我绝对不会允许有人这样辱骂云珠,在我心中,早已将她当做我的亲人看待,况且他的脸也是因我而毁。
“你们还不住手。”一声怒喝让我们停了手中的动作,接着一声“嘶——”的声音,在这安静的一刻格外刺耳。我的衣袖被那位宫女扯破一大半,显得残破不堪,手臂上雪白的肌肤漏出几点,触目惊心。可是现在已无暇注意我的狼狈,而是站在院门前的男子。
不知是谁先唤了一声“弈大人。”其它人跟着也纷纷拜倒,伏身而拜。独我立于原地,望着一脸冷漠略带愠怒的男子——弈冰。
他走向我们,视线来回在众人身上扫过,最后落至我脸上,终于还是离开。似乎并不介意我没规矩的站着,出言道,“你们好大的胆子,竟敢在后宫重地厮打。”
“是她先动手的。”那名宫女立刻抢先指着我,理直气壮的将责任推至我身上。
“是她先侮辱我们娘娘。”南月不甘示弱的顶回一句。
弈冰皱着眉头,眸中闪过一丝不耐,“你们娘娘是谁。”
“绣贵嫔。”我用不高不低的语气回答,却再次吸引了他的注意,他用审视的目光将我从头至脚的打量了一遍,“你是谁。”
短短三个字让我心下一慌,他看出来了吗。不可能,我的容貌早已不是原来的样子,没有人会看出端倪的,出了这声音。“奴婢雪海。”
后来,这一场闹剧在弈冰的一句“散了”中结束,回到翩舞阁我向两位比我们早来的公公小福子与小善子打听起弈冰,从他们口中得知,现在的他已经是正一品领侍卫内大臣,皇上身边的大红人,百官巴结的对象。弈冰已经开始享受起这样奢靡的日子了吗,他已经忘记馥雅公主,忘记他要帮助我复国的承诺了吗。这样也好,你就安逸的过你的生活吧,反正对于复国,于离开亓宫之时便已放弃。
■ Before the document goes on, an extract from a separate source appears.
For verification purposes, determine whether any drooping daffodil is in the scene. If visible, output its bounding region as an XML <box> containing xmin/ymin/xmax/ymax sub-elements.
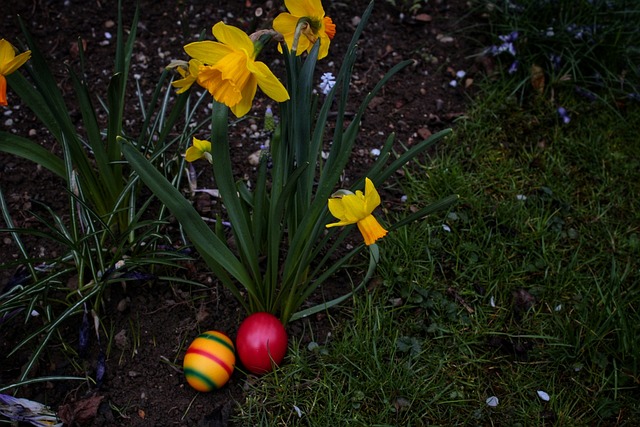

翌日辰时我与小茜准时进入云珠的寝阁为其梳洗,而南月与程梦琳则在外准备早膳。
“娘娘,奴婢为您梳妆。”我请她坐于金凤妆台前,将金木檀盒打开,里边琳琅满目的首饰令我眼花缭乱。
“随便一些。”她面无表情的回了句,我明白现在的她对梳妆打扮再无多大兴趣,毕竟她有一张骇目丑陋的疤痕。
我不语,只是动手为她绾鬓,此次所选双环望仙鬓,头顶双配五凤宝珠紫花钿,斜嵌碧玉兰熏缨络簪,耳挂玉蝶豆绿细耳坠,项佩珞金玲珑玫瑰环。轻描芙若柳黛之细眉,恰到好处,淡扑珍珠香粉于双颊,欲隐疤痕,微拂瑰香胭脂于两腮,白里透嫣红。
“大功告成。”我开心的后退一步,让她自己欣赏镜中的自己。
她不敢相信的眨了眨眼睛,似乎不敢相信镜中人是自己,她脸上的伤痕已被我利用香粉胭脂尽量隐去,若不细看实难发现,况且她原本就生的天生丽质,经珠光宝气,玲珑首饰一番装扮,她宛若脱胎换骨。
“雪海,你是怎么做到的。”她终于肯相信镜中之人真是她,即刻侧首询问。
我薄笑欣赏这样的云珠,只是说了句,“娘娘,以后有雪海在您身边,您什么都不用担心了。”
听了我的话,她先是怀疑,后为迷茫,最后转为感动,晶莹的泪珠在眶中凝聚。
“娘娘。。。。。。”南月慌张的跑了进来,神色焦急担忧,“百莺宫的静夫人请贵嫔娘娘过去。”
“她?”云珠一阵疑惑,而我就明白,大麻烦来了,定是因昨日与那两名宫女厮打之事,正好,我也想见见这位静夫人。
宫楼曙色气派,辉煌壁彩铺陈,碧玉妆绿丝绦,屐齿印苍苔。